Michaël: Like on what?

Irina: On humans. They’re much more dangerous.

Michaël: But what about humans plus AI?

Irina: Humans using AIs specifically as weapons, but that’s not their AI x-risk. It’s humans empowered by new weapons. It’s still humans.

Michaël: Like drones.

Irina: Drones or any kind of automated systems that aim at disruption of the enemy.

Michaël: You are saying that your probably of unity winning extinct because of advanced AI systems is less than 1% because the other 99% is like there’s a large fraction that is-

Irina: Okay, I separated the probability of going extinct due to purely AI issues versus AI being used by humans.

Michaël: And so was the total probability.

Irina: Oh well basically what’s a total probability that people finally managed to destroy themselves.

Michaël: Before-

Irina: That’s quite high.

Michaël: Before you die? Is it more than 50%?

Irina: Oh, okay. Let’s not go into discussion longevity. Because-

Irina: Maybe I merge with AGI and will live forever. Okay, just kidding. Or maybe not, but boy, this question about putting probabilities on the tail of the distribution events is very interesting. Anyway, I would say I’m optimistic less than 20%.

Michaël: Less 20% percent. So do you remember the AGI graph where there’s like AGI good AGI bad? I think a better way is will AI Alignment be hard or easy? And then there’s, will scale all you need or not all you need. So are you on the top right with Sam Altman?

Irina: I’m closer, maybe I’m not as enthusiastic.

Michaël: And by the way, Sam Altman if you’re looking at this-

Irina: It’s good.

Michaël: I don’t know your views, I might be misremember your views. So on the top right where Sam Altman was, but I put him there. I don’t know what he actually thinks.

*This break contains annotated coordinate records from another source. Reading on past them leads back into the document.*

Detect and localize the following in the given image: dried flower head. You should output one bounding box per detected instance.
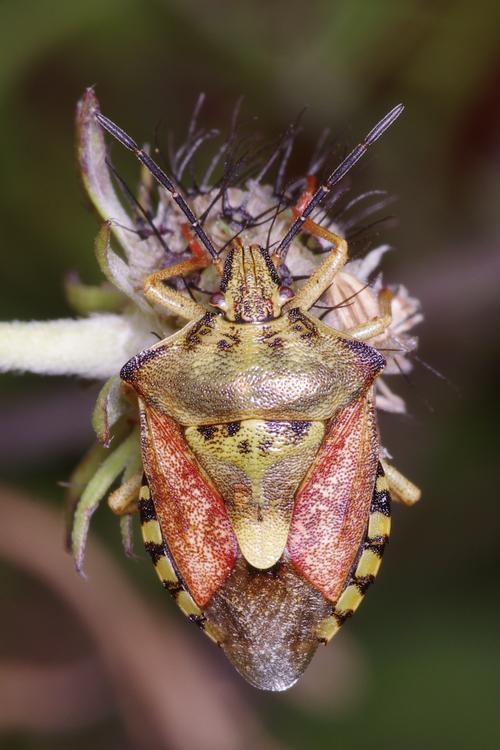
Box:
[0,89,422,570]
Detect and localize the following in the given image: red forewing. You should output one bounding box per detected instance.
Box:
[288,396,379,601]
[140,402,237,606]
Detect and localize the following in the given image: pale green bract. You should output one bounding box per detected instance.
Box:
[0,89,422,572]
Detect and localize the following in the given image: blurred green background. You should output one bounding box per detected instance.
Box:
[0,0,500,750]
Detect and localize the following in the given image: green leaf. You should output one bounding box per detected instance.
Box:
[92,375,129,448]
[64,273,128,315]
[71,429,139,573]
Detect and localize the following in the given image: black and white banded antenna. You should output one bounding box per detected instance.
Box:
[274,104,404,260]
[95,112,219,260]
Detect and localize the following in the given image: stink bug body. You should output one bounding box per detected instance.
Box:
[96,107,418,690]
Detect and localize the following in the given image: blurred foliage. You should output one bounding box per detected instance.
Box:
[0,0,500,750]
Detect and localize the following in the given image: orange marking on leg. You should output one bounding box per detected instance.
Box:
[292,175,316,213]
[181,224,210,270]
[287,396,378,602]
[141,403,237,607]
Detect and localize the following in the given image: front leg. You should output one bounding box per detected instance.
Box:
[144,224,216,320]
[344,289,393,341]
[291,219,347,310]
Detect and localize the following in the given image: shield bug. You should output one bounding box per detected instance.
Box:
[96,106,419,690]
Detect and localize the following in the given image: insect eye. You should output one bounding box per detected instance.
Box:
[208,292,226,310]
[279,285,295,301]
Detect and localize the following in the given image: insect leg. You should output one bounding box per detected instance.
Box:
[144,224,213,320]
[293,226,347,310]
[139,477,220,643]
[316,462,391,643]
[381,461,422,506]
[345,289,392,341]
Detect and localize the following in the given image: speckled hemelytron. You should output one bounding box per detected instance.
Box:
[98,108,420,690]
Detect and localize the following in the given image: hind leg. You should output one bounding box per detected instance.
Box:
[316,463,391,643]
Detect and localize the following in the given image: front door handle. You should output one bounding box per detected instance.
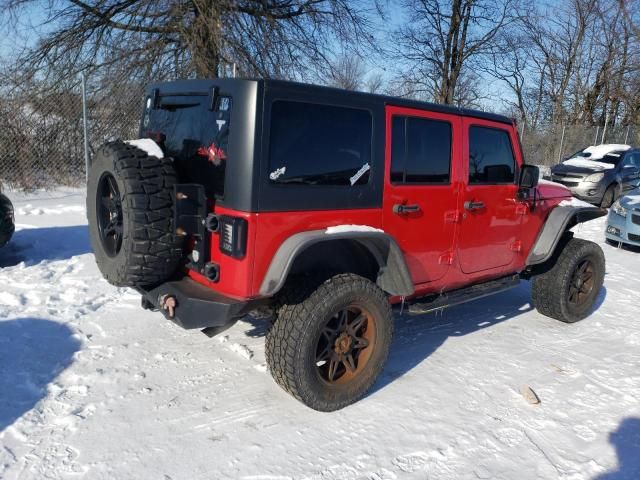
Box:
[464,200,484,212]
[393,203,420,215]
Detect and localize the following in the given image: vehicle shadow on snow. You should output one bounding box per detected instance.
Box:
[0,318,80,433]
[0,225,91,268]
[369,282,607,395]
[594,417,640,480]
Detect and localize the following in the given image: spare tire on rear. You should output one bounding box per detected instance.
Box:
[87,141,182,287]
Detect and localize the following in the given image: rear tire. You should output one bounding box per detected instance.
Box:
[266,274,393,412]
[0,193,16,248]
[532,238,605,323]
[87,141,182,287]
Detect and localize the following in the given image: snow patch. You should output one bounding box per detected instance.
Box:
[269,167,287,181]
[558,197,593,207]
[324,225,384,235]
[583,143,631,159]
[538,179,567,188]
[349,163,371,187]
[624,195,640,205]
[124,138,164,158]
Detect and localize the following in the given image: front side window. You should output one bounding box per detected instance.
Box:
[391,116,451,184]
[469,126,516,184]
[142,94,233,198]
[269,101,372,186]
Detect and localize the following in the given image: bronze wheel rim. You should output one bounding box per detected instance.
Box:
[568,259,595,307]
[315,304,376,385]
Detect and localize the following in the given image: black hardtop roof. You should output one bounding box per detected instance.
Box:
[148,78,514,125]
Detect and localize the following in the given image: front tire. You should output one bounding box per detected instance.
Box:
[532,238,605,323]
[266,274,393,412]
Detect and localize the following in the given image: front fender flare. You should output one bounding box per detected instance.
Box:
[527,206,607,266]
[260,230,415,297]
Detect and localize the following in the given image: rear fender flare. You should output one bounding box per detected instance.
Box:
[260,230,414,297]
[527,206,607,266]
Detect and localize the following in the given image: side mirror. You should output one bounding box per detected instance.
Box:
[518,165,540,188]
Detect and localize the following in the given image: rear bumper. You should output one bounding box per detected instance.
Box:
[138,277,257,329]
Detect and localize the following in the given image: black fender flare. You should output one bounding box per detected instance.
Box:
[260,230,415,297]
[527,206,607,266]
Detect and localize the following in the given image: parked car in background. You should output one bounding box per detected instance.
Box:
[605,188,640,247]
[0,187,15,248]
[548,144,640,208]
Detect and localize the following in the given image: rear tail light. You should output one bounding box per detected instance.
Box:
[218,215,247,258]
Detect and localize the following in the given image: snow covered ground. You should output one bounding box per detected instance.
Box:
[0,190,640,480]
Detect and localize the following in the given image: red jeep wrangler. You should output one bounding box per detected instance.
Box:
[87,79,606,411]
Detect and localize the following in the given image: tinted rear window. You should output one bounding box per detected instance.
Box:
[269,101,372,186]
[142,95,232,196]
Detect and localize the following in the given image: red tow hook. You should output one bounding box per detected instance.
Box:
[159,295,178,318]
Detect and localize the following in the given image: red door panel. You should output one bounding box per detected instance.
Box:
[458,118,522,274]
[383,106,461,284]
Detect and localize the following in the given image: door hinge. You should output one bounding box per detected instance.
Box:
[444,210,462,223]
[438,252,453,265]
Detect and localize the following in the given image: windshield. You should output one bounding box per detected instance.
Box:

Irina: He’s probably optimistic about AI or AGI being good. And the question about alignment being easier – I’m not so sure about that. But it’s related, like AGI possibly can be good rather very much doomsday scenario, which depends on whether alignment is easy or not. So those questions are not completely orthogonal after all.

Michaël: Wait, AGI good means will the outcome of building AGI destroy humanities potential or not by default. Is like if we don’t implement alignment, will things go wrong or is building AGI conditional on the distribution of hardness?

Irina: If we completely ignore any parts of alignment, it’s more like safety. Alignment is part of safety. Even talking about robustness, if we ignore those things then the probability of at least severe distraction, if not extinction just because of some stupid things happening, even without AGI developing any agency, that’s already high. So alignment is definitely a must, but-

Michaël: The question is will humanity build it by default or not. So will it happen, will humanity implement it or not? It’s based on our current guesses or distribution of how much alignment will people implement, will we be doomed or not?

Irina: I might be overly optimistic. I think there is more and more focus on alignment, of course distribution of type of things that people who claim they work on alignment is wide and there are different extremes and anyway, there are more scientific and tangible and solid type of research and there is a little bit more speculation. But I think the gradient, again, looking at the gradient in AI alignment field, I’m quite hopeful and positive.

Michaël: It depends on your timelines. If you think AGI will be built in three years, then-

Irina: I don’t think AGI will be built in three years.

Michaël: So even 20 years is not a lot of time to solve alignment.

Irina: Actually we don’t know because it becomes actually even more vague and hand wavy than defining what AGI is. What exactly does it mean to solve alignment? It may take another one hour interview just to talk about defining alignment.

Michaël: If Irina is alive in 2100, I would say that we solve alignment.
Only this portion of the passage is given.